Екатерина лежала и пыталась унять страхи. «Все пройдет», — уверяла она себя, пройдет, как случалось и раньше. Она снова преувеличивает опасность. Если бы Фрэнсис хотел разоблачить ее, то наверняка уже сделал бы это.
Ближе к обеду леди Уильям Говард пришла помочь ей одеться. Пока они болтали о том о сем, Екатерина пришла в голову мысль: а не знает ли леди Уильям чего-нибудь о Фрэнсисе?
— Вы не слышали, где теперь мистер Дерем? — спросила она, надеясь, что ее слова прозвучат как невинный вопрос о старом знакомом.
— Мадам, он здесь, с милордом, — ответила леди Уильям.
— О… — сказала Екатерина, запаниковав при мысли, что Фрэнсис совсем рядом, при дворе, и отчаянно ища предлог для оправдания своего интереса к этому человеку. — Миледи Норфолк просила меня выказать к нему доброту, и я намерена сделать это.
— Он будет рад, — сказала леди Уильям.
— Не сомневаюсь, но не говорите ему ничего.
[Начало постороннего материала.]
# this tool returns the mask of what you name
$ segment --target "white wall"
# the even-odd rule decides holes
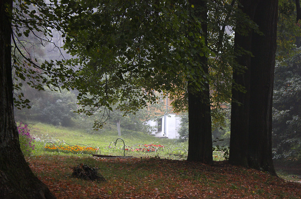
[[[148,120],[146,121],[145,123],[151,126],[155,127],[155,129],[156,131],[152,133],[152,134],[156,136],[167,137],[170,139],[173,139],[176,138],[179,136],[177,131],[177,128],[179,127],[181,123],[180,118],[179,115],[174,114],[169,114],[168,116],[165,116],[162,115],[162,131],[159,132],[158,131],[158,121]],[[166,129],[165,129],[164,125],[166,122]],[[165,130],[166,131],[165,131]]]

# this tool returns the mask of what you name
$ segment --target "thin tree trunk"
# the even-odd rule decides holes
[[[118,136],[121,136],[121,131],[120,130],[120,119],[119,119],[118,122],[116,123],[117,124],[117,130],[118,132]]]
[[[192,9],[194,14],[204,21],[206,21],[207,9],[205,1],[190,1],[194,6]],[[202,35],[207,44],[207,24],[203,22],[202,25]],[[196,57],[197,57],[196,58]],[[197,74],[208,73],[208,60],[205,56],[196,56],[198,58],[202,71],[199,68],[195,69]],[[203,90],[196,90],[195,85],[191,81],[188,82],[188,118],[189,139],[187,160],[207,164],[213,162],[212,142],[211,126],[211,115],[209,87],[204,83]]]
[[[240,8],[250,19],[254,17],[257,4],[249,0],[239,1],[243,7]],[[237,20],[237,28],[244,25]],[[248,144],[249,133],[249,113],[250,111],[250,72],[252,31],[236,32],[234,48],[238,55],[236,59],[240,65],[233,69],[232,101],[231,106],[231,138],[229,162],[235,165],[248,166]],[[242,33],[244,34],[243,34]],[[245,52],[243,52],[243,51]],[[240,88],[240,86],[243,87]]]
[[[240,2],[243,11],[258,25],[262,33],[249,31],[242,36],[239,23],[236,27],[237,49],[242,48],[252,56],[237,59],[246,67],[244,73],[234,70],[235,82],[245,86],[247,93],[232,89],[229,162],[276,175],[272,159],[272,114],[278,1]],[[239,106],[235,100],[242,104]]]
[[[20,149],[14,116],[11,24],[5,10],[13,1],[0,1],[0,198],[55,198],[34,176]]]

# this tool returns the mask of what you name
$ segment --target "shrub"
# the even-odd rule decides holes
[[[19,132],[19,142],[23,155],[24,156],[30,155],[32,153],[31,150],[34,149],[33,143],[34,138],[30,135],[29,133],[30,130],[26,124],[20,123],[17,128]]]

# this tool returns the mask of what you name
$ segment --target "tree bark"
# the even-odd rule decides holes
[[[193,10],[194,14],[206,21],[206,1],[191,0],[190,3],[194,6]],[[202,35],[205,38],[205,45],[207,45],[206,22],[203,23],[202,30]],[[196,72],[208,74],[207,58],[205,56],[201,57],[199,55],[196,57],[198,57],[197,58],[201,63],[202,71],[198,67],[195,69]],[[204,83],[204,85],[202,90],[197,90],[192,81],[188,82],[189,138],[187,160],[211,164],[213,162],[212,141],[209,86],[208,83]]]
[[[237,49],[242,48],[252,56],[239,57],[237,62],[246,70],[240,74],[234,70],[233,73],[234,82],[245,86],[247,93],[232,89],[229,161],[276,175],[272,161],[272,114],[278,1],[240,2],[243,11],[258,25],[262,34],[249,31],[244,36],[236,33]],[[236,99],[242,104],[239,106]]]
[[[252,168],[274,175],[272,109],[278,5],[276,0],[260,1],[254,18],[263,34],[254,33],[252,38],[248,160]]]
[[[117,124],[117,131],[118,132],[118,136],[121,136],[121,131],[120,130],[120,119],[116,123]]]
[[[20,148],[14,116],[12,79],[11,24],[5,10],[13,1],[0,1],[0,198],[55,198],[34,176]]]

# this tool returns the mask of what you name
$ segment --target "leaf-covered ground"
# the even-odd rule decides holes
[[[27,161],[58,199],[301,198],[300,184],[225,161],[209,166],[156,158],[48,155]],[[72,177],[72,168],[82,163],[100,169],[106,181]]]

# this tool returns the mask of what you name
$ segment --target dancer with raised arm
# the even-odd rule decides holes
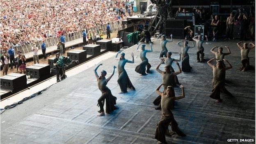
[[[218,60],[220,60],[222,62],[223,62],[223,59],[224,59],[224,57],[225,55],[229,55],[231,53],[230,52],[230,50],[229,49],[229,48],[227,46],[225,46],[225,47],[227,48],[228,50],[227,53],[223,53],[222,52],[223,51],[223,48],[222,47],[219,47],[218,48],[218,52],[216,52],[214,51],[214,49],[215,48],[217,48],[217,46],[215,46],[210,51],[213,53],[215,55],[215,58],[216,59],[216,61],[217,61]]]
[[[100,107],[100,110],[98,111],[100,113],[99,114],[97,115],[97,116],[103,116],[105,115],[104,112],[104,103],[105,99],[106,100],[106,113],[110,114],[111,112],[118,109],[118,108],[115,107],[114,105],[116,104],[117,97],[113,96],[111,94],[111,91],[107,87],[106,85],[111,78],[114,73],[115,69],[117,68],[116,66],[114,66],[113,73],[108,78],[106,79],[105,76],[107,75],[107,72],[104,70],[102,70],[101,72],[101,76],[99,76],[97,73],[98,68],[103,65],[102,64],[99,64],[94,70],[94,74],[96,78],[97,78],[97,82],[98,83],[98,87],[100,90],[101,91],[101,96],[98,100],[98,103]]]
[[[208,41],[207,36],[205,35],[205,37],[206,38],[206,41]],[[196,39],[197,37],[198,37],[197,39]],[[195,41],[197,43],[197,62],[204,62],[205,60],[205,59],[203,59],[203,57],[204,57],[204,53],[203,53],[204,48],[203,47],[203,43],[204,42],[203,40],[202,39],[202,37],[201,35],[195,36],[192,39]],[[201,54],[201,60],[200,60],[200,54]]]
[[[213,58],[207,62],[207,64],[213,69],[213,87],[212,94],[210,97],[212,98],[217,100],[216,103],[221,102],[222,100],[220,98],[220,92],[222,92],[230,96],[233,95],[225,87],[225,79],[226,75],[226,71],[232,68],[230,63],[225,59],[223,61],[226,62],[228,64],[228,66],[225,67],[223,64],[223,62],[219,60],[217,61],[216,65],[213,65],[211,62],[215,58]]]
[[[165,62],[165,64],[166,66],[170,66],[170,71],[171,73],[174,73],[174,69],[172,66],[171,66],[171,64],[172,64],[172,62],[181,62],[181,53],[180,53],[180,59],[174,59],[171,58],[171,52],[169,52],[167,53],[167,57],[160,57],[159,59],[162,60],[163,60]],[[180,85],[180,83],[178,82],[178,77],[177,75],[175,75],[174,77],[174,79],[175,80],[175,82],[177,85]],[[174,86],[175,86],[174,85]]]
[[[141,48],[140,50],[139,50],[139,47],[141,45]],[[149,60],[146,57],[146,54],[147,52],[152,52],[153,50],[152,47],[152,43],[150,43],[149,46],[151,48],[151,50],[147,50],[145,49],[144,44],[142,45],[141,44],[138,46],[138,47],[136,50],[139,51],[139,57],[142,60],[142,62],[139,65],[136,66],[135,69],[135,71],[139,73],[140,73],[142,75],[147,75],[146,73],[146,72],[147,73],[151,73],[150,72],[150,69],[151,67],[151,65],[149,63]]]
[[[194,48],[194,44],[193,41],[190,41],[192,43],[192,46],[188,46],[188,42],[187,41],[184,42],[183,45],[181,45],[180,43],[183,41],[181,41],[177,43],[177,44],[181,47],[181,59],[182,62],[181,63],[181,70],[185,72],[190,72],[191,71],[191,68],[192,68],[189,63],[189,56],[187,53],[188,49],[191,48]]]
[[[132,53],[131,55],[133,60],[130,61],[124,58],[124,55],[125,54],[123,53],[122,53],[121,54],[120,57],[119,59],[117,58],[118,54],[121,53],[121,52],[119,51],[117,52],[117,55],[115,57],[115,59],[118,60],[118,65],[117,65],[117,70],[118,70],[118,79],[117,80],[117,82],[118,85],[120,87],[121,89],[121,92],[119,94],[125,93],[127,92],[127,88],[130,89],[133,89],[135,90],[135,88],[133,85],[132,82],[127,75],[126,71],[124,69],[124,66],[125,66],[126,62],[129,63],[134,63],[134,58],[133,57],[133,53]]]
[[[178,127],[178,123],[175,121],[173,114],[171,111],[172,104],[176,100],[183,98],[185,97],[184,88],[183,85],[180,87],[181,89],[181,96],[175,97],[174,94],[173,87],[169,86],[166,88],[166,91],[162,93],[159,91],[160,87],[163,84],[161,84],[156,89],[155,92],[161,96],[161,105],[162,105],[162,116],[156,127],[155,138],[158,142],[158,144],[166,144],[165,135],[172,135],[174,132],[182,137],[186,136],[180,130]],[[171,125],[172,132],[169,132],[168,126]]]
[[[251,50],[255,47],[255,45],[252,43],[250,43],[251,48],[248,48],[247,43],[244,43],[243,46],[240,45],[240,43],[242,41],[240,41],[237,43],[238,46],[241,50],[241,66],[240,67],[240,71],[247,71],[250,68],[250,61],[248,54]]]
[[[176,82],[175,82],[175,77],[177,75],[181,73],[181,67],[180,67],[180,65],[177,62],[175,62],[176,64],[178,66],[178,67],[179,69],[179,71],[177,72],[171,72],[170,70],[170,66],[168,65],[166,66],[165,67],[165,71],[161,71],[159,69],[159,66],[161,64],[163,64],[164,61],[162,61],[160,62],[160,63],[158,64],[158,65],[155,68],[155,70],[159,73],[160,73],[162,75],[162,82],[163,84],[163,86],[164,87],[164,91],[163,93],[165,93],[165,91],[166,90],[166,89],[167,87],[169,86],[173,86],[172,89],[174,95],[175,95],[174,94],[174,89],[173,88],[173,86],[176,86]],[[153,103],[155,105],[158,105],[158,107],[155,108],[155,110],[159,110],[161,109],[161,96],[159,96],[158,97],[157,97],[155,101],[153,102]],[[172,108],[174,107],[174,103],[173,104],[172,106],[171,106]]]
[[[171,41],[168,41],[166,39],[166,37],[165,35],[162,35],[161,38],[162,38],[160,42],[162,50],[160,52],[159,58],[163,57],[164,56],[166,57],[167,57],[167,52],[168,52],[167,48],[166,48],[166,43],[168,42],[172,42],[172,35],[171,35]]]

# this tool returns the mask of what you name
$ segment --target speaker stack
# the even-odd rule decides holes
[[[166,20],[165,21],[165,34],[169,37],[172,34],[173,38],[183,39],[184,28],[186,21],[185,20]]]

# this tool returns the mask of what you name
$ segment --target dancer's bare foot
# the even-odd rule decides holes
[[[97,114],[97,116],[98,117],[101,117],[104,116],[104,115],[105,115],[105,113],[104,112],[101,112],[99,114]]]

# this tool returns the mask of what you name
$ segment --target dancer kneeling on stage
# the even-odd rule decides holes
[[[233,96],[233,95],[225,87],[225,79],[226,70],[232,68],[230,63],[225,59],[223,61],[228,63],[229,66],[225,67],[224,66],[223,62],[220,60],[217,61],[216,65],[215,66],[211,64],[213,60],[216,58],[213,58],[207,62],[207,64],[213,68],[213,87],[212,94],[210,97],[212,98],[216,99],[216,102],[221,102],[222,100],[220,98],[220,92],[222,92],[230,96]]]
[[[179,64],[177,62],[175,62],[176,64],[178,66],[179,69],[179,71],[176,72],[172,72],[170,70],[170,66],[168,65],[165,67],[165,71],[162,71],[159,69],[159,66],[161,64],[163,63],[163,61],[162,61],[160,62],[160,64],[155,68],[155,70],[161,73],[162,75],[162,83],[164,87],[164,91],[163,93],[165,93],[166,91],[167,87],[169,86],[172,86],[172,92],[173,92],[173,95],[175,95],[174,89],[173,88],[173,86],[176,86],[176,82],[175,82],[175,76],[181,73],[181,70]],[[155,105],[158,105],[158,107],[156,108],[155,110],[159,110],[161,109],[161,96],[159,96],[157,97],[155,99],[153,102],[153,103]],[[174,107],[174,103],[171,106],[171,108]]]
[[[164,93],[159,91],[159,89],[162,85],[161,84],[155,90],[156,93],[162,97],[161,100],[162,116],[157,124],[155,135],[155,138],[158,140],[158,144],[166,144],[165,135],[171,135],[176,132],[182,137],[186,136],[186,135],[179,130],[178,127],[178,123],[175,121],[173,114],[170,110],[171,105],[175,100],[185,97],[183,86],[180,86],[181,89],[181,96],[175,97],[175,95],[173,94],[174,92],[172,91],[173,91],[172,86],[167,87],[166,91]],[[171,126],[173,132],[169,132],[168,128],[169,125]]]
[[[127,92],[127,88],[135,90],[135,88],[133,85],[130,80],[127,73],[126,73],[126,71],[124,69],[124,66],[125,66],[126,62],[129,63],[134,63],[134,57],[133,57],[133,53],[132,53],[131,55],[133,58],[133,60],[130,61],[124,58],[125,53],[121,53],[120,57],[119,59],[117,58],[117,56],[118,56],[118,54],[120,53],[121,53],[121,51],[117,52],[115,57],[115,59],[119,60],[118,65],[117,65],[119,75],[117,82],[118,82],[118,85],[119,85],[121,89],[121,92],[119,94],[123,94]]]
[[[106,86],[107,82],[110,80],[111,78],[114,73],[114,70],[117,68],[116,66],[114,66],[114,69],[113,73],[108,78],[106,79],[105,76],[107,75],[107,72],[104,70],[102,70],[101,72],[101,76],[99,77],[97,73],[97,69],[103,64],[100,64],[97,66],[94,70],[94,74],[97,78],[97,82],[98,83],[98,87],[100,90],[101,91],[102,95],[99,99],[98,100],[98,104],[100,106],[101,110],[98,111],[100,113],[99,114],[97,115],[97,116],[103,116],[105,115],[104,112],[104,103],[105,99],[106,99],[106,113],[110,114],[113,111],[118,109],[118,108],[115,107],[114,105],[116,104],[117,97],[113,96],[111,94],[110,90]]]
[[[140,45],[141,45],[141,44]],[[146,54],[147,52],[152,52],[153,51],[152,47],[152,43],[149,43],[149,46],[150,46],[151,48],[151,50],[145,50],[145,46],[146,45],[144,44],[142,44],[142,45],[141,49],[139,50],[139,46],[140,45],[138,46],[138,47],[137,48],[136,50],[139,51],[139,57],[140,57],[140,59],[142,60],[142,62],[139,65],[136,66],[135,69],[135,71],[139,73],[140,73],[142,75],[147,75],[147,74],[146,73],[146,66],[147,68],[147,73],[151,73],[150,70],[149,70],[151,67],[151,65],[149,63],[149,60],[146,57]]]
Я пока не решила, что должна сделать для него.
Леди Уильям отступила назад, чтобы полюбоваться плодами своих трудов.
— Я не скажу ни слова. Милорд обрадуется, услышав о вашей доброте. Он хорошего мнения о Дереме.
Черт! Какая же она дура, распустила язык! Теперь придется оказать какую-нибудь милость Фрэнсису, и как он интерпретирует это? Вероятно, лучше просто забыть о высказанном намерении и надеяться, что леди Уильям поступит так же.
В начале ноября Ричард Джонс, директор школы Святого Павла в Лондоне, попросил об аудиенции с королевой. Встав на колени, он преподнес своей новой повелительнице книгу, глядя на нее в нетерпеливом ожидании одобрения. Екатерина поблагодарила его и открыла обложку. На титульном листе она прочла: «Рождение человечества, или Женская книга». Это был трактат о деторождении и повивальном деле, посвященный «нашей милостивейшей и добродетельнейшей королеве Екатерине», с наставлением всем людям использовать его с благочестием.